The conclusion is clear: enthusiasm is high, but large-scale implementation is still in its early stages.
The Challenge Is No Longer the Technology
Perhaps the report's most important conclusion is that the main barriers to AI adoption are no longer technological.
Public institutions already have access to AI tools.
The real challenge is building the institutional capacity needed to use them responsibly and sustainably.
The report identifies several key barriers:
limited digital and AI skills;
insufficient data quality and interoperability;
difficulties in scaling pilot projects;
lack of clear governance and accountability frameworks;
the need for leadership and change management.
AI Toolbox: Moving Beyond Pilot Projects
To address these challenges, the European Commission has launched the AI Toolbox for European Public Services, developed under the Interoperable Europe initiative and the new Apply AI Strategy.
Its core message is both simple and highly relevant:
"AI adoption succeeds when it improves a public service—not when it merely automates a task."
In other words, success is not about introducing AI simply because it is a new technology. It is about using AI where it delivers better public services for citizens.
What the AI Toolbox Offers
The new platform provides European public administrations with:
reusable open-source AI tools;
best practices and real-life use cases from public administrations across Europe;
training resources and capacity-building materials;
guidance on governance, public procurement and legal compliance;
methodologies for scaling and replicating successful AI solutions.
A Three-Step Approach
The AI Toolbox recognises that public administrations across Europe are at different levels of digital maturity.
For this reason, it proposes a gradual adoption pathway.
Preparation – building governance frameworks, digital skills, data standards and risk management capabilities.
Transformation – deploying AI across essential public services and administrative processes.
Innovation – developing advanced use cases that position European public administrations as global leaders in trustworthy AI.
What Does This Mean for Romania?
For Romanian public administrations, the message is particularly relevant.
The discussion is no longer about choosing a chatbot or experimenting with new AI applications.
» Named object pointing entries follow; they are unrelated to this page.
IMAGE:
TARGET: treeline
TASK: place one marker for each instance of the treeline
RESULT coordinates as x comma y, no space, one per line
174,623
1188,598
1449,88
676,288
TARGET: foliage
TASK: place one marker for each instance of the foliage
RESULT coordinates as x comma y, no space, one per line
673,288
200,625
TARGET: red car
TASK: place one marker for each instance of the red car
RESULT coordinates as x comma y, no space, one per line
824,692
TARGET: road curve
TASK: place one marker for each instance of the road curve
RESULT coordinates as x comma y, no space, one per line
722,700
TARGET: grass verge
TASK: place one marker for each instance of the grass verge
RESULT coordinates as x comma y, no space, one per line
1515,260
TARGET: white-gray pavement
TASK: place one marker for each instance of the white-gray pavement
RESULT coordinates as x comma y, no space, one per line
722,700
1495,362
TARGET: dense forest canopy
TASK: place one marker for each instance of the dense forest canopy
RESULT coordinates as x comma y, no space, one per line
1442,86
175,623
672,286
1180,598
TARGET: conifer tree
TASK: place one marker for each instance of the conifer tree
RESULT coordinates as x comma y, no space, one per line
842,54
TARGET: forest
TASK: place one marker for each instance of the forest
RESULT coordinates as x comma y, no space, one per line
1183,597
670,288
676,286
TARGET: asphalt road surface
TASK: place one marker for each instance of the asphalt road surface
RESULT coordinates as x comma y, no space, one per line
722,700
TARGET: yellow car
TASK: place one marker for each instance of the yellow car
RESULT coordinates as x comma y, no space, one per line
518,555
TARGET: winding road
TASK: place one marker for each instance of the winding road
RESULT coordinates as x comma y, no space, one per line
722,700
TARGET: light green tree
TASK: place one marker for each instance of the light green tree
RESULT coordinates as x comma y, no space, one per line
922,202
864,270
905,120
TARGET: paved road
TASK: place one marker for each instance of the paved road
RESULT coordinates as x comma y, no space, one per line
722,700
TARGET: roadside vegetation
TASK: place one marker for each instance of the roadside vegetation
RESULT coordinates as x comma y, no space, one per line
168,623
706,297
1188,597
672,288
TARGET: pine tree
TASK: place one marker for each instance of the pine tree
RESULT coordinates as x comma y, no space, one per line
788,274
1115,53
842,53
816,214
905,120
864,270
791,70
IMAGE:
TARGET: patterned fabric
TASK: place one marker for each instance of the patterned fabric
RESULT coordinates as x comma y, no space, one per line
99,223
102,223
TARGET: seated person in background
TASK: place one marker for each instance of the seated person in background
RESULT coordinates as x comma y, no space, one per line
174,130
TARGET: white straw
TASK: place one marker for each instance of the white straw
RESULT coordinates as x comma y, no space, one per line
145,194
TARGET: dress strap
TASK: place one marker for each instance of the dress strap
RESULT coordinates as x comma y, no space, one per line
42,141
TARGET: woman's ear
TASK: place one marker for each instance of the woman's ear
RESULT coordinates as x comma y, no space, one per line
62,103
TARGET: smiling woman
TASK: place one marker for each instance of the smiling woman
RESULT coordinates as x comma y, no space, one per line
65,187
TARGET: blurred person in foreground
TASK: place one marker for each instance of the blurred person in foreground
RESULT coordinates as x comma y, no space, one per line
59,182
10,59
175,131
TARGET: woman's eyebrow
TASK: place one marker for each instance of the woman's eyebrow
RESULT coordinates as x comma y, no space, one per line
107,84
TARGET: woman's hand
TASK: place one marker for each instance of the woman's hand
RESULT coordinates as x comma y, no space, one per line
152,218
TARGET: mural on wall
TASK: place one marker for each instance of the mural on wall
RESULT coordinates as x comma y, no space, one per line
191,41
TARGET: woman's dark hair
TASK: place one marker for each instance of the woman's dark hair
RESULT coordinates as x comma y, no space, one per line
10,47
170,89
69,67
It is about building institutional capacity: developing skills, governance frameworks, high-quality data and organisational processes that enable the responsible use of artificial intelligence.
This is also the direction we are pursuing through The European Digital Innovation Hub in Transilvania (TEDIHT). Under Call 4, dedicated exclusively to public administration, we are supporting public institutions in their digital transformation journey. At the same time, through our Working Group for Public Administration Digitalisation, we facilitate collaboration and knowledge exchange between public authorities, technology companies and experts.
In this context, initiatives such as the AI Toolbox can become valuable practical resources for institutions seeking to move beyond isolated pilot projects and achieve meaningful, sustainable digital transformation.
AI in European Public Administration – Key Figures
▪ 30% of public managers already use GenAI.
▪ 44% plan to adopt it in the near future.
▪ 90% of organisations report employees using personal AI tools at work.
▪ 56% expect AI to bring transformative changes.
▪ 78% believe AI adoption is happening rapidly.
▪ Only 13% use GenAI on a daily basis.
▪ Fewer than 25% of public administrations are expected to deliver GenAI-powered public services by 2027.